El orden internacional atraviesa una profunda transformación marcada por la competencia entre grandes potencias, las tensiones comerciales y tecnológicas, el cambio climático y una creciente fragmentación de las relaciones económicas globales.
En este escenario, América Latina y el Caribe enfrentan el desafío de fortalecer su capacidad de decisión y aprovechar sus propios activos estratégicos. Así lo plantea el informe de la Comisión Económica para América Latina y el Caribe (CEPAL), Rupturas y oportunidades: propuestas para que América Latina y el Caribe prospere en la nueva era geopolítica, publicado en 2026.
El documento propone una mayor capacidad de agencia regional, basada en la diversificación de alianzas, acuerdos funcionales, compromisos concretos y una cooperación internacional orientada a resultados.
La discusión adquiere especial relevancia ante la creciente presencia de China en América Latina, particularmente después de la publicación, en diciembre de 2025, del Tercer Documento sobre la Política de China hacia América Latina y el Caribe.
China y América Latina
El documento oficial de Beijing plantea profundizar la cooperación con la región en áreas como comercio, inversión, infraestructura, ciencia, tecnología, educación, energía y conectividad.
La propuesta se articula alrededor de cinco grandes programas de cooperación: solidaridad, desarrollo, civilización, paz y conectividad entre los pueblos, dentro del concepto de una Comunidad de Futuro Compartido China-ALC.
China también sostiene oficialmente que su cooperación con América Latina se desarrolla bajo principios de respeto a la soberanía, beneficio mutuo y cooperación Sur-Sur.

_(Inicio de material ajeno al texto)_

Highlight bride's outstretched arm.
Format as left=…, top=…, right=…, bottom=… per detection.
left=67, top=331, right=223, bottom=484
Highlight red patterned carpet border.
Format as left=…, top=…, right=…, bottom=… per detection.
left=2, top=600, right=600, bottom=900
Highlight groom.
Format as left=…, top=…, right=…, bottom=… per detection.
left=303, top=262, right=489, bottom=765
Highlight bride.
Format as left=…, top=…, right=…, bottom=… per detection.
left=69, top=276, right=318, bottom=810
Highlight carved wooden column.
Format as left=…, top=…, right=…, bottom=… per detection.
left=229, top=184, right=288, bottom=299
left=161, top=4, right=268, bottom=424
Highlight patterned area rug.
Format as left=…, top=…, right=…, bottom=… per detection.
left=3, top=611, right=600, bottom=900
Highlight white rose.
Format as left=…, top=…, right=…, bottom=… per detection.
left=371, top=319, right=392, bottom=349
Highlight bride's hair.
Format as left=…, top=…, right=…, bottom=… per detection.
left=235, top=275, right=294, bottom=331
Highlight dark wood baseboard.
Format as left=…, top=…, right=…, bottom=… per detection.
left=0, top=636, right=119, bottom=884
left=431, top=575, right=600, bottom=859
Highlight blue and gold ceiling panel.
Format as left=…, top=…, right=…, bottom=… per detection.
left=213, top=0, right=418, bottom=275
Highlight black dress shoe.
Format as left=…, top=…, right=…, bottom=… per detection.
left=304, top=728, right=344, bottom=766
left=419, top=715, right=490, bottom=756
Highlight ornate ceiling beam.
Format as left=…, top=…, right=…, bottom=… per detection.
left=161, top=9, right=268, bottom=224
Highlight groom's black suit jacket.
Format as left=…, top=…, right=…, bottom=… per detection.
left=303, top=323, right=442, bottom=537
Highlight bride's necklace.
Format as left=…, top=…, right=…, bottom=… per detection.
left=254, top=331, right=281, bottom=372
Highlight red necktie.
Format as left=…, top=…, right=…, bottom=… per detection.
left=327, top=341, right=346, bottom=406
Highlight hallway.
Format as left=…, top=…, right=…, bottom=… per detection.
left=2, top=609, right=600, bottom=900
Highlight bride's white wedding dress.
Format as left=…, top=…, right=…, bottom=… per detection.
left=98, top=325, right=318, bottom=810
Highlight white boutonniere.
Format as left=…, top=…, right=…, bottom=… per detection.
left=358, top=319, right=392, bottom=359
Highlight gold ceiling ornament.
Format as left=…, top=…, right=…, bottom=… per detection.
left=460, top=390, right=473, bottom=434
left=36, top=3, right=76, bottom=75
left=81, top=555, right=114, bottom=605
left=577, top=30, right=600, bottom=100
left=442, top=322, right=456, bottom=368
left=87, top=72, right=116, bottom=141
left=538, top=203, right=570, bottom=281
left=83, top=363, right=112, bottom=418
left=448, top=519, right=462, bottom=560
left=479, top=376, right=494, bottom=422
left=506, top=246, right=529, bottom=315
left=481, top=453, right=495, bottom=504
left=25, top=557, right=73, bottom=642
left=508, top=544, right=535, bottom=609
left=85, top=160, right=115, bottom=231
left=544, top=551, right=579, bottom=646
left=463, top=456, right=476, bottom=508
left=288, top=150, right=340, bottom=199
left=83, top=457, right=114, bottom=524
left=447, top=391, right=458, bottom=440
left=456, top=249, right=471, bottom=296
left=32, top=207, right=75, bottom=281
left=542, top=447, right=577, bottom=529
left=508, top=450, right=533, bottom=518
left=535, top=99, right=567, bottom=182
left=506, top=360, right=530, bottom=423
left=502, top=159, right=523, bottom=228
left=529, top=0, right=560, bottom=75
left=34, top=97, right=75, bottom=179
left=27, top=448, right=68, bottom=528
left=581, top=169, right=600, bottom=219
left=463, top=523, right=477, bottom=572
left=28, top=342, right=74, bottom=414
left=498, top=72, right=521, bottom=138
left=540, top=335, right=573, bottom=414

Estos planteamientos coinciden en algunos aspectos con el análisis de la CEPAL, particularmente en la importancia de diversificar relaciones internacionales y ampliar el margen de maniobra de los países latinoamericanos.
No obstante, ambos documentos tienen naturalezas diferentes: el informe de la CEPAL es un análisis con recomendaciones para la región, mientras que el documento chino expresa la política oficial de Beijing hacia América Latina y el Caribe.
¿Qué significa para Honduras?
Para Honduras, la nueva dinámica internacional puede traducirse en oportunidades concretas si la diplomacia se acompaña de proyectos técnicamente sólidos y de una estrategia nacional de desarrollo.
Entre las áreas con mayor potencial destacan:
- Infraestructura y logística: carreteras, puertos, conectividad y corredores productivos.
- Agricultura: tecnología, riego, productividad y adaptación al cambio climático.
- Energía: generación renovable, modernización de redes y transición energética.
- Educación y tecnología: becas, formación científica, capacitación técnica e innovación.
- Inversión y producción: transferencia tecnológica, industrialización y generación de valor agregado.
La oportunidad, sin embargo, no depende únicamente de establecer nuevas relaciones. Los acuerdos deben evaluarse por su viabilidad financiera, transparencia, generación de empleo, transferencia tecnológica, impacto ambiental y beneficios concretos para Honduras.
Una diplomacia de mayor autonomía
La diversificación de alianzas no necesariamente implica sustituir un socio por otro. Puede significar ampliar las opciones de negociación y establecer relaciones con diferentes actores de acuerdo con los intereses nacionales.
Para Honduras, esto supone mantener sus vínculos tradicionales y, al mismo tiempo, explorar nuevas oportunidades en Asia, Europa, América Latina y otros mercados.
La CEPAL plantea precisamente que, frente a un mundo más fragmentado y competitivo, América Latina necesita fortalecer su capacidad de negociación y evitar dependencias excesivas.
En este contexto, China representa uno de los actores que forman parte de la nueva ecuación económica y geopolítica regional.
El desafío para Honduras será transformar esa apertura internacional en resultados medibles: más infraestructura, mayor productividad, transferencia de conocimiento, energía competitiva, empleo y oportunidades para su población.
La nueva geopolítica puede abrir puertas, pero el verdadero reto estará en la capacidad hondureña para negociar con visión estratégica, proteger el interés nacional y convertir la cooperación internacional en desarrollo sostenible.